This Hootsuite content: How Companies Will Use Social Media in 2017, has been written to induce you to use the company’s social media management services. I’ll stand aside from the sales message within the article, and encourage you to read it for observations about social media marketing trends.
There’s nothing too revolutionary here — we all know that the freewheeling early days when you could win traffic and following by building “likes” on your Facebook pages are gone; because free access to commercial sites have been throttled. This means businesses need to pay for advertising (including natural-looking “native” advertisements), though you can also induce traffic through employee and client referrals. (The erosion of natural rather than induced or paid social media reach has been described as the “Reachpocalypse” in this Convince&Convert article.)

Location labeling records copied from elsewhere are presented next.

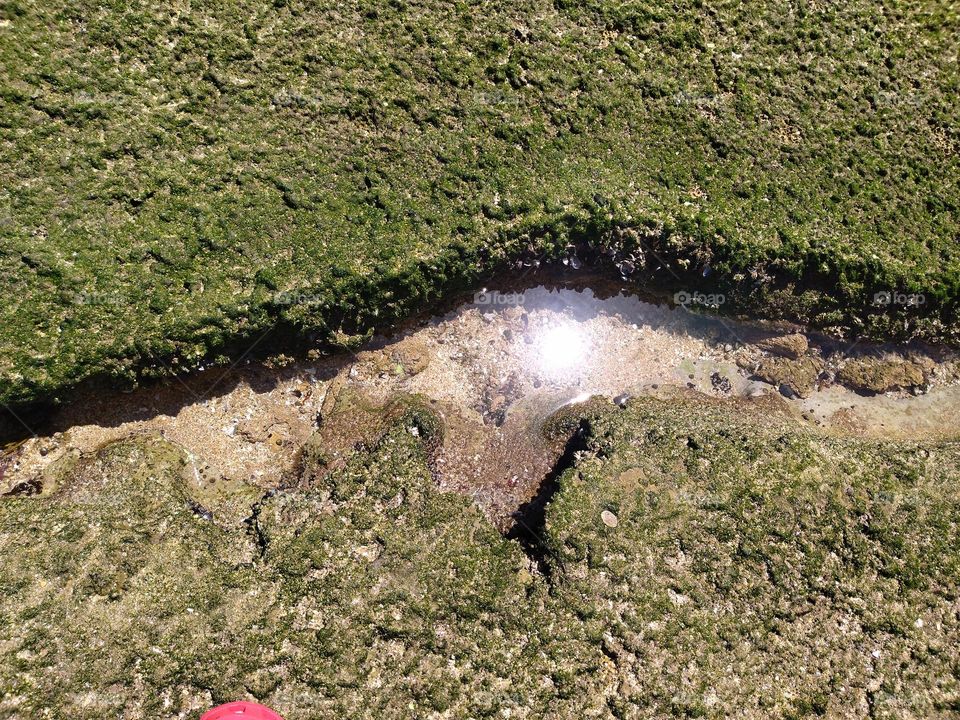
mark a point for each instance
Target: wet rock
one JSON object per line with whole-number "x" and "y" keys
{"x": 721, "y": 383}
{"x": 791, "y": 346}
{"x": 876, "y": 376}
{"x": 796, "y": 376}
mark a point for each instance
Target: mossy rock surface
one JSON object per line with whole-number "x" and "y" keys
{"x": 697, "y": 561}
{"x": 176, "y": 181}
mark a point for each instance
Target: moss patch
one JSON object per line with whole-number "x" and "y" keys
{"x": 177, "y": 182}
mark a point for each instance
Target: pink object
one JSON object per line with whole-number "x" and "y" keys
{"x": 240, "y": 711}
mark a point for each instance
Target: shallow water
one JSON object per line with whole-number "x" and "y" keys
{"x": 494, "y": 369}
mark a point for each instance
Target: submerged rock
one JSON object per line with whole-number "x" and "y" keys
{"x": 742, "y": 546}
{"x": 791, "y": 346}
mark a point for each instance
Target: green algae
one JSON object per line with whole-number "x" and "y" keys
{"x": 173, "y": 177}
{"x": 752, "y": 569}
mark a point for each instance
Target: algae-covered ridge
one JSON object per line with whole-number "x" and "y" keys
{"x": 697, "y": 559}
{"x": 180, "y": 179}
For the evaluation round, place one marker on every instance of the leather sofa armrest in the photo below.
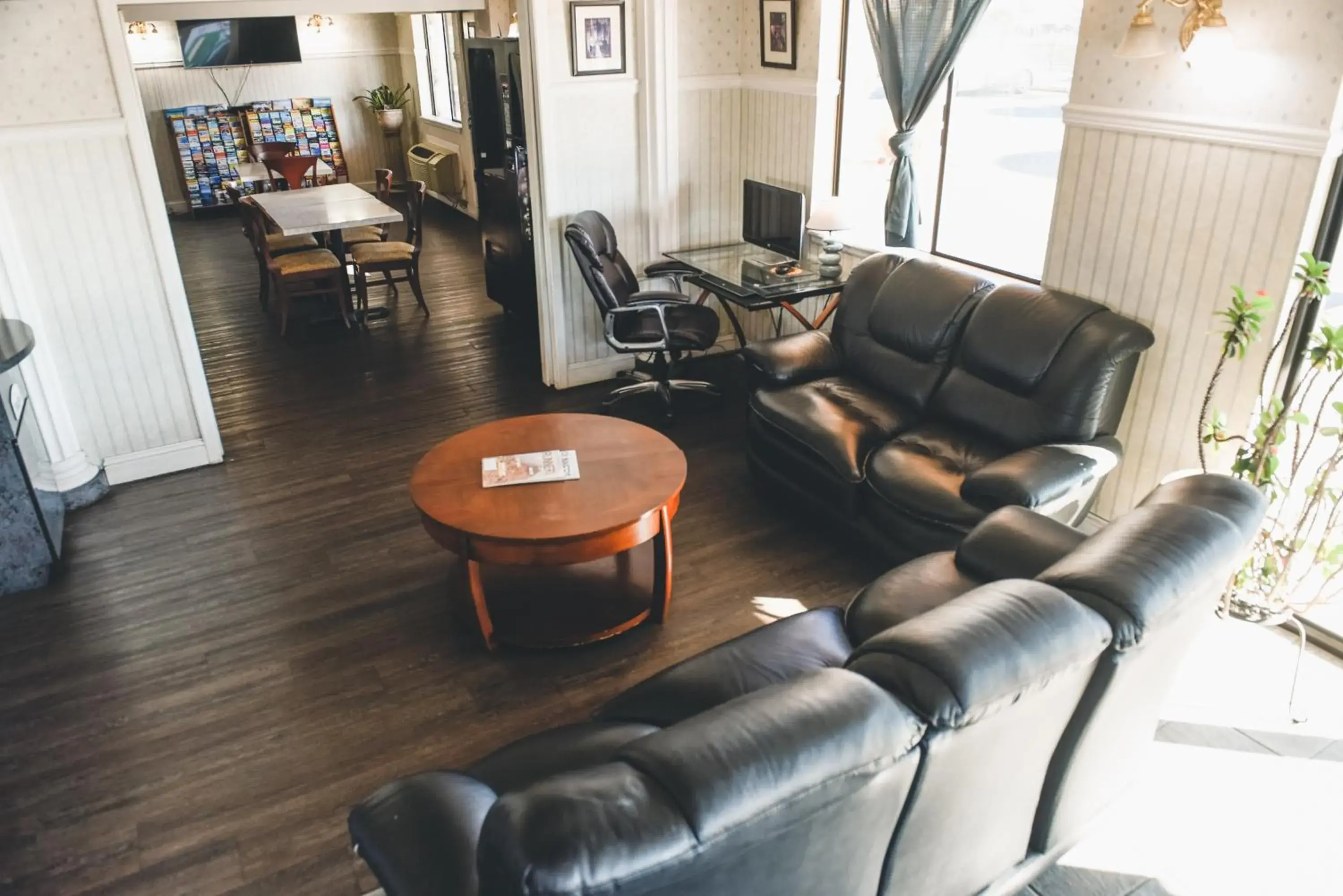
(1039, 476)
(770, 655)
(419, 835)
(1016, 543)
(794, 359)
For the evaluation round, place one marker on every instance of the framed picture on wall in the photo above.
(779, 34)
(597, 38)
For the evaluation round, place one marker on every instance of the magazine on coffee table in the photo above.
(536, 467)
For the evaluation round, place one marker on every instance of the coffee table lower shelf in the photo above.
(567, 596)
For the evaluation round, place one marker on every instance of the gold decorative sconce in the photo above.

Hootsuite writer Ryan Holmes notes the importance of employee engagement in social media:
Unleash the social media army on your payroll
Paid ads offer a surefire way to reach a desired audience on social media—for a price. But there’s another critical and generally overlooked route to getting the message out that comes with no extra cost: your own employees.
Employee advocacy—inviting coworkers to share brand messages on their own social media accounts—can have a range of benefits. For starters, you expand your reach, often exponentially in the case of large companies. Plus, because messages are being shared from personal accounts (rather than the company’s), they generally reach a higher percentage of followers. Not to mention that content shared by employees reportedly gets eight times more engagement, on average, than content shared by brand channels—and is re-shared 25 times more frequently.
But there’s a right way and a wrong way to encourage employee sharing. It should never be obligatory, for starters. Employees have to actually want to share company news, and it needs to be relevant to their own followings.
(He wants you to use Hootsuite’s systems to manage these relationships.)
The argument for social media paid advertising, of course, is its ability to be exceptionally well-targeted. And at present, relatively speaking (gulp, since our business sells advertising as its primary revenue source, so it is awkward speaking of any competitive media), is quite inexpensive — if you have a targeted audience, message, and a solid “native” advertising design.
Another relatively inexpensive approach to drawing traffic includes systems where you autofeed links to your content to social media. We do this through our regional construction publication sites, where individual articles are autoposted to Twitter and Facebook.
The “throttling” means that few people read these articles except individuals and organizations directly interested in the topic, but that is where it gets interesting. If these businesses and individuals decide the stories are worthy of republishing, they hit “send” and there is a surge of visitors and views — sometimes massive. In other words, our readers leverage our audience through social media. If we aren’t paying for this publicity, we cannot directly control when and how this happens, much as you cannot control the conventional media through publicity strategies unless you pay for the advertising. But it is deadly effective and absolutely inexpensive.
Do you need Hootsuite or other social media leveraging services to manage the process? I’ll stand aside here as I haven’t used these tools recently and, simply by setting our systems to autopost relevant content, without artificial traffic priming or paid advertising, we are seeing an exponential surge in relevant social media traffic.
However, I suppose the analogy could be: “Is it wise to hire a public relations or communications specialist to help your business?” and the answer generally is “yes”. So I’ll give in to the company’s sales pitch here.